A searching step and a developing step are performed in each session. Properties of a session are like a year. Nevertheless, at the end of a year, the desired parcels of agents are developed so they are assumed to be initially developed in the next years. However this is not the case in the sessions. At the end of a session the agents have chosen their desired parcels but they have not developed them. Hence, those selected (reserved) cells are still undeveloped and the agents may traverse them in searching steps of next sessions. However, in developing step the reserved parcels cannot be chosen to develop. Therefore, the agents are forced to the less suitable parcels.
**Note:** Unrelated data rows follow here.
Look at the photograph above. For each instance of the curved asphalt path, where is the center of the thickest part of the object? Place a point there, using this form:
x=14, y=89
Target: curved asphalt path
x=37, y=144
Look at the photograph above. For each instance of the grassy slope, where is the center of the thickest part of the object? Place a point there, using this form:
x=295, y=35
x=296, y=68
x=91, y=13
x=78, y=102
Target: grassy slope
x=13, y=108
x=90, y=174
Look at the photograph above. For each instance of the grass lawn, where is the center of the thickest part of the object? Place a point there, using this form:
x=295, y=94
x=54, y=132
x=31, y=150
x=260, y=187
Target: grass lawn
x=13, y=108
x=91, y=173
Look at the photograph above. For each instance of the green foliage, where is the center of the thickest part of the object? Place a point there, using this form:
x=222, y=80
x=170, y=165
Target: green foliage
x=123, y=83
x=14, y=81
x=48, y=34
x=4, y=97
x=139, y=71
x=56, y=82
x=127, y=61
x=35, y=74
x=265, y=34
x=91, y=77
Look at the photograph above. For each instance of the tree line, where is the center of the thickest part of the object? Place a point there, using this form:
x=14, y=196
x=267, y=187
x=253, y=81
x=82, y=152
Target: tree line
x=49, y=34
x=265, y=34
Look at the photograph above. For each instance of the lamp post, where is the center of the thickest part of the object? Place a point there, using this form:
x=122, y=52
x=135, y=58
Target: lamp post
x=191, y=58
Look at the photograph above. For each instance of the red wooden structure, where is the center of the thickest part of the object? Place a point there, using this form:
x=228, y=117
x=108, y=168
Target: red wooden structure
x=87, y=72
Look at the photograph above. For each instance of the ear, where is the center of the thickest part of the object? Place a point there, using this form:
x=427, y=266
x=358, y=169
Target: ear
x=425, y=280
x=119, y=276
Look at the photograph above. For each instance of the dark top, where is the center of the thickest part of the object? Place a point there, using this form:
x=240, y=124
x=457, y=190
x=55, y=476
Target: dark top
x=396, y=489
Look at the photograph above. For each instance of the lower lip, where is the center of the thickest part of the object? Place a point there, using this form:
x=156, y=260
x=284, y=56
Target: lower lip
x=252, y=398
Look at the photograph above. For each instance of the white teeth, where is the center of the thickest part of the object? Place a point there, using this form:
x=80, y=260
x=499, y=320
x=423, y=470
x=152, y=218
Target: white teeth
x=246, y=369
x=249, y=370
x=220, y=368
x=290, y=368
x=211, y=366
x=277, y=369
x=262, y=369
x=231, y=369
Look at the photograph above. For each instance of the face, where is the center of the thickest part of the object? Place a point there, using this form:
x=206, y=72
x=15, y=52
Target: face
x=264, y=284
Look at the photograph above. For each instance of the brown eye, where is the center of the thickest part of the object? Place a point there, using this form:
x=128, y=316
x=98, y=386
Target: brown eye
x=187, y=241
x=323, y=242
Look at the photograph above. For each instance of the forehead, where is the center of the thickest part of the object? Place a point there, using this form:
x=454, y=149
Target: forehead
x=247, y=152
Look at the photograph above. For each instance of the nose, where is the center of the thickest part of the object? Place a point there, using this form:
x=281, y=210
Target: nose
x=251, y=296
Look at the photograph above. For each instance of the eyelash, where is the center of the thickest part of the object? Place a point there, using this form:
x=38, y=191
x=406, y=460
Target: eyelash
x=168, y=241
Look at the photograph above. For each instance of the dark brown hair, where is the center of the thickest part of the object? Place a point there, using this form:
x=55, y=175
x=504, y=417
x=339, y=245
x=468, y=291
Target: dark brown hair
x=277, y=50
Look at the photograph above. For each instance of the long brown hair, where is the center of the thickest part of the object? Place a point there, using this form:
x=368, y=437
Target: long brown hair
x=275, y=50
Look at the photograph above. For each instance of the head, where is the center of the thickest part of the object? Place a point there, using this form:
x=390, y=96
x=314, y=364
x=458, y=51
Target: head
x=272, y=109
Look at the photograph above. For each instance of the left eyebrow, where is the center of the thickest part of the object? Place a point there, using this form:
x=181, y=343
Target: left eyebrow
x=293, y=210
Figure 1: Pseudocode that shows the simplified algorithm of the model.
3.2. Design Concepts
3.2.1. Emergence

All of the resultant spatial land-use data from a completed simulation are emergent phenomena and include elements such as the pattern of development and the probability of districts to be selected.

3.2.2. Adaptation

After each session of runs, the probability of selecting districts for each type of agent is modified. This probability varies based on the settlements of the agents. Moreover, probable new clusters of developed cells in the previous year are now considered as initially developed area where attract the agents for further searches.

3.2.3. Objectives

The objectives of the agents are to find the most appropriate parcels (in the agent’s judgment) for development and then to develop their predefined number of parcels, taking the most desired parcels from their search.

3.2.4. Sensing

The agents are free to surf the landscape. They know the districts, their borders, and their developed areas. The agents perceive the state of standing parcel and its neighbors. The state of adjacent parcels guides the agents to move to the best neighbor of its standing parcel. In developing steps, the agents may compete with some other agents to develop parcels.

3.2.5. Interaction

Each agent collects and saves the state of visited parcels. The high-score visited parcels are used to revise the probabilities of the districts. The changes in the probabilities of districts are indirect interactions among the agents. Competition is the direct interaction among agents who compete to develop a parcel.

3.2.6. Stochasticity

Choosing the districts is probabilistic. In the district, selecting the region of search is random, as well. Thus, there is a little variation in the several runs of the model. Hence, to ensure the stability of the results, the model is executed ten times.

3.2.7. Collectiveness

The agents are divided into five types with different aims and utilities.

3.2.8. Observation

For analyzing the results, the new developments simulated by the model can be assessed in some aspects. For each developed parcel, year of development, the type of the agent that has developed it, and number of requests for that parcel can be observed. Also, the total number of conflicts during the development which cause the competitions in each year is observable.

3.3. Details
3.3.1. Initialization

At the beginning, three criteria maps and the map of initially developed area are uploaded into the model. A predefined number of agents are created and moved onto the landscape. In this step, the probabilities of selecting districts are the same for all types of agents (Figure 2(a)).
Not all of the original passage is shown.